The Lost Tapes – Rare Recordings 1991–2007 is a compilation album by Ooberman, released in September 2007 on the band's own Rotodisc label.

"Running in date order, most of the tracks were recovered and restored from old cassette and DAT tapes, many of which were thought to have been lost forever in a burglary. The earlier recordings chart Ooberman's pre-indie band days as home recordists when founders Dan Popplewell and Andy Flett would post cassettes and lengthy critiques back and forth between Liverpool and Birmingham. 
"Many tracks come from 1994, a big recording year for frontman Dan - he'd finished university, was on the dole with a lot of time on his hands and found himself with a bunch of new recording gear paid for by being a medical research guinea pig.

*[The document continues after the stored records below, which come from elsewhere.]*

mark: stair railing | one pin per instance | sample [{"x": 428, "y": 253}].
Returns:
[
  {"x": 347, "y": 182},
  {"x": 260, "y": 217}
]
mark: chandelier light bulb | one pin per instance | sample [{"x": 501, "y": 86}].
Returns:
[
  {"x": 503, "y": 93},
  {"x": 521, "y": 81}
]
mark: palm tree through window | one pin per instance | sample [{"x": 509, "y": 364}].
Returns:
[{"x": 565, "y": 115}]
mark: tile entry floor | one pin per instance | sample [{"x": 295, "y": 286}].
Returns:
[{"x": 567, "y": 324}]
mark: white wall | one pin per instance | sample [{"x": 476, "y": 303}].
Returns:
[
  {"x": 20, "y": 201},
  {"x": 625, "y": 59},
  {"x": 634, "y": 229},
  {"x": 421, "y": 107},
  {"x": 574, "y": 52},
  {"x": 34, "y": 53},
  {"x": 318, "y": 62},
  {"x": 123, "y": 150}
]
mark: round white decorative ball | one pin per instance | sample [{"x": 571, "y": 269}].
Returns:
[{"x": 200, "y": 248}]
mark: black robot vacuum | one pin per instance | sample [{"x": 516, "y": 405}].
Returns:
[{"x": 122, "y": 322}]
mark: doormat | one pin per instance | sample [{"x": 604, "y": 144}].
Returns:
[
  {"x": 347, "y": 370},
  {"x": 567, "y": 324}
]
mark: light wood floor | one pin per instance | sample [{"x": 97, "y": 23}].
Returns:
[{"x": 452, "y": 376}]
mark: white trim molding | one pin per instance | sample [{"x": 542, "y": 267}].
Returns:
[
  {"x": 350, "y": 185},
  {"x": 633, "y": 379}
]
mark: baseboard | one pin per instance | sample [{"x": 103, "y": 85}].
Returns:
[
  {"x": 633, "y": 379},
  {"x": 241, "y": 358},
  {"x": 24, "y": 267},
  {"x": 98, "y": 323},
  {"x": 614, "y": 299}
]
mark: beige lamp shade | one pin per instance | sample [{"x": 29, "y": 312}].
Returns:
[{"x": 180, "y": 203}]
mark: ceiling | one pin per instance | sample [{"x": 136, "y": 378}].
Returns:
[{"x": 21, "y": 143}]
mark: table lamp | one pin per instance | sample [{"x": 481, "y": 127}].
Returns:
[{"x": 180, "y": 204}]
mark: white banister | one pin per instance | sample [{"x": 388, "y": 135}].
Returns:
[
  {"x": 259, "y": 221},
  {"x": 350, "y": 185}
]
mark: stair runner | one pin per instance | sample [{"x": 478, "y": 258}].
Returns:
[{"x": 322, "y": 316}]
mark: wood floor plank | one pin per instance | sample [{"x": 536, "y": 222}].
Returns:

Most music recorded before then was too rough for release, while the following years marked the beginnings of Ooberman's ascent to minor indie fame with most subsequent recordings therefore released on albums and B-sides."

Track listing
 Growing Old
 Loveshit Ricochet
 Time Hurts
 I Know What You're Saying
 Don't We Make A Pair
 Ride Me Home
 Blossoms Buds
 Bubbles Bursting
 Brave Men And Beautiful Women
 Drum Song Without Hat (live)
 Come What May
 Rebels For A Day
 Rosie Mel
 Heavy Duty
 Pills For Popplewell
 You're Too Beautiful

According to the press-release, track 1 is from 1991, tracks 2-8 are from 1994, 9-12 are from 1999, 13-15 are from 2000 and 16 is from 2007 (although it was featured on music website GarageBand.com in 2006). Several of the tracks have been released previously - 1, 9, 11 and 15 on "official bootlegs", 13 on the Japanese version of Carried Away, and 14 as an e-single - although the band have promised that "much has been done to clean up audio problems" in the earlier recordings.